The hobby is expensive in time, money, and emotion and some of the top people treat it more like a professional sports league or a business. Thus you'll see them trading dogs like a team trades athletes, and dealing more in started dogs than wasting time raising puppies.

You have every right to choose where on the spectrum your interest in the sport and in the dog lies. I know that I will never love a sport more than the dogs, so the idea of trading up doesn't appeal to me. I enjoy training and bonding with a dog from a puppy more than I would appreciate the head start of a trained dog, but I can appreciate people who would make that trade.

And there's no need to guilt trip people into fitting into just one ethic.

It's perfectly ethical and beneficial to buy from a breeder.

Buy a puppy from someone who has hand raised that dog in their home. Someone who has a name, a face, and a home that you can visit. Someone who loves the sire and dam and who has trained them to display their abilities and documented their physical and genetic health with x-ray exams and DNA analysis and by researching the pedigrees to discover other warning signs for diseases that don’t have tests.

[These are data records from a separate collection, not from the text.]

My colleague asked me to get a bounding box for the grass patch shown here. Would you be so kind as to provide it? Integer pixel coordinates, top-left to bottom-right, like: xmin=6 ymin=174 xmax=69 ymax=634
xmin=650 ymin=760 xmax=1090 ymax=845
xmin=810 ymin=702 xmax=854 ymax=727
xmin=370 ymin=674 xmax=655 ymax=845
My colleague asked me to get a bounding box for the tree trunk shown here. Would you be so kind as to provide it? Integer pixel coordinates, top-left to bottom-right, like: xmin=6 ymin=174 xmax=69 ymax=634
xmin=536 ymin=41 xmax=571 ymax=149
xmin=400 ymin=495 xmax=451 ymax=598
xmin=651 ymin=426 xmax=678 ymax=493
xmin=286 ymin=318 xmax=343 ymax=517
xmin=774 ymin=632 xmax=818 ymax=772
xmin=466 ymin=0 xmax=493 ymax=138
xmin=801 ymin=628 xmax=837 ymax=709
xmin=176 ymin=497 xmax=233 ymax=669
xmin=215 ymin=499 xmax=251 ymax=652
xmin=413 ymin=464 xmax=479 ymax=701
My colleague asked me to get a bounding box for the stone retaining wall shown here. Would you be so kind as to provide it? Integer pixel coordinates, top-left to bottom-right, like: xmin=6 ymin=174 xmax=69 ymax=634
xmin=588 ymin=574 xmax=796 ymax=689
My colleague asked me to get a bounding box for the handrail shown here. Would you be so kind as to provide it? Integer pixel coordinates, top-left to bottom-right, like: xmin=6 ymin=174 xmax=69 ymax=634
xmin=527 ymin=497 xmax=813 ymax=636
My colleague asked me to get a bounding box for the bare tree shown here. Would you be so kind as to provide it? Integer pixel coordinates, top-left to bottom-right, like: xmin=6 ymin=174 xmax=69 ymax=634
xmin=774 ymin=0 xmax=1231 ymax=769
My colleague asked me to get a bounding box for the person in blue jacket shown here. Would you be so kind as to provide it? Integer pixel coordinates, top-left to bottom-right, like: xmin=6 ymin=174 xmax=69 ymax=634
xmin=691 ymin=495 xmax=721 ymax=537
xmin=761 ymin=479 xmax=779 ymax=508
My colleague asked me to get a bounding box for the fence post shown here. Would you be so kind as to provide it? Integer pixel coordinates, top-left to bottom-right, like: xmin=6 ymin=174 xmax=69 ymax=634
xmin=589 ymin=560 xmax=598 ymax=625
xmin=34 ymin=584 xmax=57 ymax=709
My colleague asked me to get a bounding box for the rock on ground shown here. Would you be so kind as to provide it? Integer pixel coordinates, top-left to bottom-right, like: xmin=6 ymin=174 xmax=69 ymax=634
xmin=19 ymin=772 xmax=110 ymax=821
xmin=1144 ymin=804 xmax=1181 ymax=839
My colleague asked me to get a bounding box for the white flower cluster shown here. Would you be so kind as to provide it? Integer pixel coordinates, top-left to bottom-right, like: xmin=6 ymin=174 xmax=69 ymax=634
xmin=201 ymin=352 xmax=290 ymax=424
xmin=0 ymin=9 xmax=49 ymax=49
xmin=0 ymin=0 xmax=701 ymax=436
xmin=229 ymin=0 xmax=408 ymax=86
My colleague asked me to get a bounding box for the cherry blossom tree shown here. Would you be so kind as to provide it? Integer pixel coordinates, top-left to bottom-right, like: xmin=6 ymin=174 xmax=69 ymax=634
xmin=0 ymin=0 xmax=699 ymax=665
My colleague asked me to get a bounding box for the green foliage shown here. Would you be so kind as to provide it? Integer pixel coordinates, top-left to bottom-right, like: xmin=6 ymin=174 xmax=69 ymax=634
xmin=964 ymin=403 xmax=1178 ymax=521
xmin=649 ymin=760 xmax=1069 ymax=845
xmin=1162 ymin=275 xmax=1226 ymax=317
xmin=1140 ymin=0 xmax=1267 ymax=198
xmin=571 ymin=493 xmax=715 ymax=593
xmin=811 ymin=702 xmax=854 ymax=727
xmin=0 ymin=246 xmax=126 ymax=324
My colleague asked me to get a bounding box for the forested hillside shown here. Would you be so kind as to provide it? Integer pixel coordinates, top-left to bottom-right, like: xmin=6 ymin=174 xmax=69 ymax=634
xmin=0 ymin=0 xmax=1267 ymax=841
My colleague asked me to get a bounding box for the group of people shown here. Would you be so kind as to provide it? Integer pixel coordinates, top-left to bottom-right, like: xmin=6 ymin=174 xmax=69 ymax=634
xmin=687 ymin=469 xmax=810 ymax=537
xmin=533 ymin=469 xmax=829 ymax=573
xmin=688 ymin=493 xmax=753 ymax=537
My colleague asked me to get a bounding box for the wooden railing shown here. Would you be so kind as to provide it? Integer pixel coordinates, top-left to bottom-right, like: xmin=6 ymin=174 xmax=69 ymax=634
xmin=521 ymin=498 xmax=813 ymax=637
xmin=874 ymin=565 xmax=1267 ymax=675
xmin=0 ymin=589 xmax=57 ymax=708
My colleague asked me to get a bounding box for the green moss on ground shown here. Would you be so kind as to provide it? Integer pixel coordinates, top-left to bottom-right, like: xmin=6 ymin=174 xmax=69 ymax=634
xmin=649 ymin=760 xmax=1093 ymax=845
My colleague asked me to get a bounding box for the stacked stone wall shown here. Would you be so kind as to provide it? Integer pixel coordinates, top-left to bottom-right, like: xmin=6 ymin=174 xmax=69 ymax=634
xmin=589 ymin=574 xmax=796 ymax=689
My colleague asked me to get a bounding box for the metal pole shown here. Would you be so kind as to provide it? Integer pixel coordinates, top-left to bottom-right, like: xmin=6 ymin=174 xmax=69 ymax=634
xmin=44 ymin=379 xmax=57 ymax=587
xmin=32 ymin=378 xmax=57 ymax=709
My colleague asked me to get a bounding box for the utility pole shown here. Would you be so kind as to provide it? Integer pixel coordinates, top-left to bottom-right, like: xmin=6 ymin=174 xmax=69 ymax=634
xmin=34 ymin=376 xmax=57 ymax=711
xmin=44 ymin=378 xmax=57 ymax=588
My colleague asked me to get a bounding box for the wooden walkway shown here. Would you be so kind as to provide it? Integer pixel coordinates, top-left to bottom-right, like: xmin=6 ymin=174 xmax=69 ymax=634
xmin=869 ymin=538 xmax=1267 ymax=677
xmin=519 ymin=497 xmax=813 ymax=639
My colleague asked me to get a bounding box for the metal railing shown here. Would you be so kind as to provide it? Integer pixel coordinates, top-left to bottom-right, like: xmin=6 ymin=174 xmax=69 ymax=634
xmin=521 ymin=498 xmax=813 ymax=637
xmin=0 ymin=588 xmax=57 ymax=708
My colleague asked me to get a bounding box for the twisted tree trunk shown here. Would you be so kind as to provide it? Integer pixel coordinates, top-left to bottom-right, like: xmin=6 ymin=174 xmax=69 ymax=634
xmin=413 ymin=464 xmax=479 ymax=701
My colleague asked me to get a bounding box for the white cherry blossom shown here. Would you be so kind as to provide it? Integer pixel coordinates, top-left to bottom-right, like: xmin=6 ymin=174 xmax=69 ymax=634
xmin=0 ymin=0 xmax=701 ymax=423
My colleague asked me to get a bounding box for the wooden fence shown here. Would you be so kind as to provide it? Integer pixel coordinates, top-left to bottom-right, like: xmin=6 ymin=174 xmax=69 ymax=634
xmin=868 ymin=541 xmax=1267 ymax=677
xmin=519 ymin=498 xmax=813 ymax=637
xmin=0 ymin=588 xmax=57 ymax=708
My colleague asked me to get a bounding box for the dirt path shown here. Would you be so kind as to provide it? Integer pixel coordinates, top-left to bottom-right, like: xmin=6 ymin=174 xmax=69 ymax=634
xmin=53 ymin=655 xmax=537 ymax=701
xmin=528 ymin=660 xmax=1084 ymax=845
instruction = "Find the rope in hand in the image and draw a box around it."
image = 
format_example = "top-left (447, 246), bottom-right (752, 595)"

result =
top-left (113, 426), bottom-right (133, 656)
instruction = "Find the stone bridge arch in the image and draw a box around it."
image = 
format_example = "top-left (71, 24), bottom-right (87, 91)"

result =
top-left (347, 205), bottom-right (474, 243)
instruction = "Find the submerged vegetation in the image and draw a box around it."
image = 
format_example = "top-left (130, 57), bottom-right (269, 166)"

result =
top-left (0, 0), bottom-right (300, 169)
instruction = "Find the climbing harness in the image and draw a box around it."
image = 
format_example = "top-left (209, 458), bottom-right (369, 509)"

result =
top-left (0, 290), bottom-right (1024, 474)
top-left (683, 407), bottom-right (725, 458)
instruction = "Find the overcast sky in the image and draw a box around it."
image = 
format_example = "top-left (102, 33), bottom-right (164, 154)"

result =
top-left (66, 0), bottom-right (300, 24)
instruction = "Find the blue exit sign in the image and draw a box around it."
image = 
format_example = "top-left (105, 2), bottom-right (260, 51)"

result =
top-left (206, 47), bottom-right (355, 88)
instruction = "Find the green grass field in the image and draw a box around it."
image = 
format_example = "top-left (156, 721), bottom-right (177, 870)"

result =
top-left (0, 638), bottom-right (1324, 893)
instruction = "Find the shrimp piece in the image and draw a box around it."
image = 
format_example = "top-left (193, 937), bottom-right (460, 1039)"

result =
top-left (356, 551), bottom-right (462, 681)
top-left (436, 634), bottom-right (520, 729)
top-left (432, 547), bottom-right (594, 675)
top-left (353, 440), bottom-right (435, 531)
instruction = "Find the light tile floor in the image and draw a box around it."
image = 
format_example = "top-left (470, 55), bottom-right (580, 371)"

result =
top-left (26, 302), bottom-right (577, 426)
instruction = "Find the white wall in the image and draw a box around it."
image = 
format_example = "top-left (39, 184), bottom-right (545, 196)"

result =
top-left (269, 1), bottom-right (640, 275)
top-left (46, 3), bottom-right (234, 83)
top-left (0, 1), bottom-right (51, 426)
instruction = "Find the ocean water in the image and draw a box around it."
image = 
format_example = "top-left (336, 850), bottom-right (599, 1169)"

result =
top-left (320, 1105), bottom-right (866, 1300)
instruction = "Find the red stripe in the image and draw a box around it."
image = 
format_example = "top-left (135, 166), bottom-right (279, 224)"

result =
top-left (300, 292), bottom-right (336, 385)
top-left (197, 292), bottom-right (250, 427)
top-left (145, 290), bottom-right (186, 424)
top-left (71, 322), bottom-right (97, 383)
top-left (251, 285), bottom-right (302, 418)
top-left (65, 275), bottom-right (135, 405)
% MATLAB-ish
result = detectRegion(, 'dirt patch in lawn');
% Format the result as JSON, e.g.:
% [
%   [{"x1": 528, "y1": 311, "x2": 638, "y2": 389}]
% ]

Reward that person for being a resource to you before and after your puppy purchase. Reward that person for having a phone number that you can call with all of your seemingly stupid, but vital, questions. Reward that person for preserving the health and abilities of your breed for one more generation so that your children and their children can enjoy that breed’s companionship. Reward that person for their puppy contract that allows you and them to clearly express what is expected of both parties, and what needs to be done if you need to relinquish your animal.

Reward that person for socializing the parents and the puppies, mitigating the chances that small behavioral problems lead to animal abandonment. Reward that person for allowing you to see the dam and possibly the sire so you can judge what your puppy might grow up to be like. Reward that person for raising an animal in a home, just like the one where it will spend the rest of its happy life with you.

Buy your animal for a fair price from a good breeder. Encourage that breeder and others who aspire to be like them to continue the good work of breeding healthy and socialized animals. Buying from good breeders is the ideal, natural, and sustainable means of acquiring your animal companions.

Conscientious hobby breeders are the only ones who are concerned with the present and future of their breed. Shelters are stuck in the past. Rescue groups operate in the here and now and most spay and neuter the animals in their care; they assuage a problem of the present, they do not build a path to the future. You can treat the symptoms of a disease or you can strive for its cure. Shelters and Rescue are palliative measures, they treat the symptoms but they are not a cure.

And they do nothing to create or maintain breeds. Recycling has its place, but so does the original, unadulterated product, bought new and purpose built.

The Border Collies said...

Maybe a better question is "why would anyone listen to a largely discredited breeder of AKC border collies pontificate on the border collie breed?"

Christopher said...

@ The Border Collies - You're welcome to disagree without being disagreeable.

I agree with your suggestion that a started dog is a good option. But that all depends on what the purchaser is weighing in their decision and what they want from the dog.

If you want a head start on trialing, sure a started dog can be an excellent choice. If you want the satisfaction of doing the training yourself, why not start with a puppy?

As for being "discredited" you'll have to be more specific. That's a pretty vague insult, and I'll note that you failed to counter my thoughts, which stand on their own merits. The ad hominem is a weak retort.